At the RSA security conference in San Francisco on Tuesday, Google’s security and anti-abuse research lead Elie Bursztein will present findings on how the new deep-learning scanner for documents is faring against the 300 billion attachments it has to process each week. It’s challenging to tell the difference between legitimate documents in all their infinite variations and those that have specifically been manipulated to conceal something dangerous. Google says that 63 percent of the malicious documents it blocks each day are different than the ones its systems flagged the day before. But this is exactly the type of pattern-recognition problem where deep learning can be helpful.

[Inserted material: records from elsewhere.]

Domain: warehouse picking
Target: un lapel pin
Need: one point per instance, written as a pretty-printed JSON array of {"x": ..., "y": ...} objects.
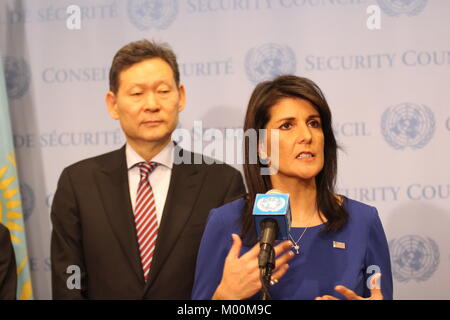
[{"x": 339, "y": 245}]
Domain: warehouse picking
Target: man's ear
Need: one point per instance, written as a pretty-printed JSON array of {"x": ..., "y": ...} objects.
[
  {"x": 111, "y": 102},
  {"x": 182, "y": 93}
]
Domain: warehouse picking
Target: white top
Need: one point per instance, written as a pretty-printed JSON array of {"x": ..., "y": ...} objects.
[{"x": 159, "y": 178}]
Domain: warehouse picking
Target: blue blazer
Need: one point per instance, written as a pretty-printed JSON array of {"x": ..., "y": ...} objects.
[{"x": 323, "y": 261}]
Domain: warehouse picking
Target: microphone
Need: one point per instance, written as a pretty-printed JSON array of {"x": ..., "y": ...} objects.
[{"x": 272, "y": 214}]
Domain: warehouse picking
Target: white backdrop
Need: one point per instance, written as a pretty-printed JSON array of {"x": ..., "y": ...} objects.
[{"x": 388, "y": 89}]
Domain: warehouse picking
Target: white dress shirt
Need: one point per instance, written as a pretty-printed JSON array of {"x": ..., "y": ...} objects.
[{"x": 159, "y": 178}]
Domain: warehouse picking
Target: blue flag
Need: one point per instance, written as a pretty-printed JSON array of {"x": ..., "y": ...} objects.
[{"x": 11, "y": 214}]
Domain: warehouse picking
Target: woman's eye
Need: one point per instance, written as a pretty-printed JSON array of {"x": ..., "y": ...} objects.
[
  {"x": 314, "y": 124},
  {"x": 286, "y": 126}
]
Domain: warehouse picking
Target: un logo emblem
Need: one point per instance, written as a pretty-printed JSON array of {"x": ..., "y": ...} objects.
[
  {"x": 414, "y": 257},
  {"x": 408, "y": 125},
  {"x": 147, "y": 14},
  {"x": 28, "y": 200},
  {"x": 269, "y": 61},
  {"x": 17, "y": 74},
  {"x": 398, "y": 7},
  {"x": 271, "y": 204}
]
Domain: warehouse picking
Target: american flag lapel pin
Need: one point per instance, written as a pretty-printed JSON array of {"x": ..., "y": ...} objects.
[{"x": 338, "y": 245}]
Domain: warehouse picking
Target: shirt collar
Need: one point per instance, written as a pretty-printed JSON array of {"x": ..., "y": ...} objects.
[{"x": 164, "y": 157}]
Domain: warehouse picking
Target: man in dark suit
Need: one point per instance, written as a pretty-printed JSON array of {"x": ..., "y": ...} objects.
[
  {"x": 127, "y": 224},
  {"x": 8, "y": 274}
]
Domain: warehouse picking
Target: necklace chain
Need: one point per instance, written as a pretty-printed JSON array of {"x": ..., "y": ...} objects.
[{"x": 296, "y": 246}]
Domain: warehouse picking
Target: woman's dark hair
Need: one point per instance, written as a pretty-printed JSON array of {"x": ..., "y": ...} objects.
[{"x": 265, "y": 95}]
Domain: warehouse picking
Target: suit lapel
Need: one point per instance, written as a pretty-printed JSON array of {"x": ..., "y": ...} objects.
[
  {"x": 113, "y": 187},
  {"x": 184, "y": 188}
]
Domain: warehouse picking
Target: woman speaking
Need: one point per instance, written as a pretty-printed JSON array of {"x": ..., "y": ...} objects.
[{"x": 337, "y": 247}]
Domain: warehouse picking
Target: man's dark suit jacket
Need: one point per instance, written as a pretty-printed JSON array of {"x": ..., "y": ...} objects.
[
  {"x": 8, "y": 273},
  {"x": 93, "y": 228}
]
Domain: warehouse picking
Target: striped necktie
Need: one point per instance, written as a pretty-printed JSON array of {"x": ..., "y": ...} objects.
[{"x": 145, "y": 217}]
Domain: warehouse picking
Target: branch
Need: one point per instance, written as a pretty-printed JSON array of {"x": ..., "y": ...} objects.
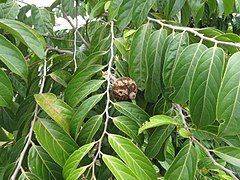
[
  {"x": 196, "y": 33},
  {"x": 71, "y": 24},
  {"x": 207, "y": 152},
  {"x": 30, "y": 133},
  {"x": 108, "y": 77}
]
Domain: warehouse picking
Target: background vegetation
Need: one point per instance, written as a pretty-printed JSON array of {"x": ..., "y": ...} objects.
[{"x": 58, "y": 119}]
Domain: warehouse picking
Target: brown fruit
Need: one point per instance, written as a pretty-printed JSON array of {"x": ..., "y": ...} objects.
[{"x": 124, "y": 89}]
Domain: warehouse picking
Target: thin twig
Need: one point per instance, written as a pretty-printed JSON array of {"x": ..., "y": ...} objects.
[
  {"x": 196, "y": 33},
  {"x": 71, "y": 24},
  {"x": 108, "y": 101},
  {"x": 30, "y": 133},
  {"x": 207, "y": 152}
]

Currently 56 percent of malware threats against Gmail users come from Microsoft Office documents, and 2 percent come from PDFs. In the months that it’s been active, the new scanner has increased its daily malicious Office document detection by 10 percent.

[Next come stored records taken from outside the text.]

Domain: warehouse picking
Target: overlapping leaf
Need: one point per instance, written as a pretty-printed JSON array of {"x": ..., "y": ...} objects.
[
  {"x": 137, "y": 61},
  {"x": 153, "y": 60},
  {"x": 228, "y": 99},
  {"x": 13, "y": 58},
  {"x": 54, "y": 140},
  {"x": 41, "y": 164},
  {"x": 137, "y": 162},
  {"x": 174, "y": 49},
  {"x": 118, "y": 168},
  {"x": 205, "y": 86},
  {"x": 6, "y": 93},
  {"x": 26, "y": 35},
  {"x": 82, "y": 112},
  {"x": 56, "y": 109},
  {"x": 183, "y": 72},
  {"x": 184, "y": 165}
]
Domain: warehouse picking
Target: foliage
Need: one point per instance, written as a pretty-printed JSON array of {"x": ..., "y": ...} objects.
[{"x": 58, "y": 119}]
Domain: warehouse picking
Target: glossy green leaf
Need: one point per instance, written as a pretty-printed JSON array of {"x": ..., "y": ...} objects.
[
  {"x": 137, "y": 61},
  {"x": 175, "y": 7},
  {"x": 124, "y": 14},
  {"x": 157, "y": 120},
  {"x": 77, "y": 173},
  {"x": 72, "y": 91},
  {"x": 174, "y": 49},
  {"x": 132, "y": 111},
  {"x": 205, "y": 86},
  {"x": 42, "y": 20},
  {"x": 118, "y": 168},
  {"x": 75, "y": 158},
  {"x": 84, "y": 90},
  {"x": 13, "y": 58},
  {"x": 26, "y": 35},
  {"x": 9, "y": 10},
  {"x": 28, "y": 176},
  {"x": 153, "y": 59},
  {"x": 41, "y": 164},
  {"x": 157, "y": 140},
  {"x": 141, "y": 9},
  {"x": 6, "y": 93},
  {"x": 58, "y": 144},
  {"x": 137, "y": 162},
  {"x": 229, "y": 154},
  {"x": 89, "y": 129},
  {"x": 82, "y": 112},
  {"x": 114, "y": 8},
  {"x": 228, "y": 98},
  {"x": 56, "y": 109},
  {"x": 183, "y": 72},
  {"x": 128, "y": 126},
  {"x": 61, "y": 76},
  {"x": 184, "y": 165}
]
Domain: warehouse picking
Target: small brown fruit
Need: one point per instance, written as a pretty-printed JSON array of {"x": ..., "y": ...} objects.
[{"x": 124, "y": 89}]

“Ten percent matters,” Bursztein told WIRED. “We’re trying to close the gap as much as possible. We want to keep adding machine learning everywhere we can, where it makes sense. Machine learning does amazing things sometimes, but sometimes it’s overhyped. We try to use it as an extra layer rather than the only layer. We think that works way better.”
The document analyzer looks for common red flags, probes files if they have components that may have been purposefully obfuscated, and does other checks like examining macros—the tool in Microsoft Word documents that chains commands together in a series and is often used in attacks. The volume of malicious documents that attackers send out varies widely day to day. Bursztein says that since its deployment, the document scanner has been particularly good at flagging suspicious documents sent in bursts by malicious botnets or through other mass distribution methods. He was also surprised to discover how effective the scanner is at analyzing Microsoft Excel documents, a complicated file format that can be difficult to assess.
Though a 10 percent detection increase may not sound like a lot, it’s a massive improvement at the scale Google is working on, and any gains are productive given that the threat of malicious documents is a real concern around the world. Bursztein says that companies and nonprofits are three times more likely to be targeted by malicious documents than other organizations, and that government entities are five times more likely. Some industries are more likely than others to be targeted, as well. Transportation and critical infrastructure utilities, for example, have a much higher risk than the education sector.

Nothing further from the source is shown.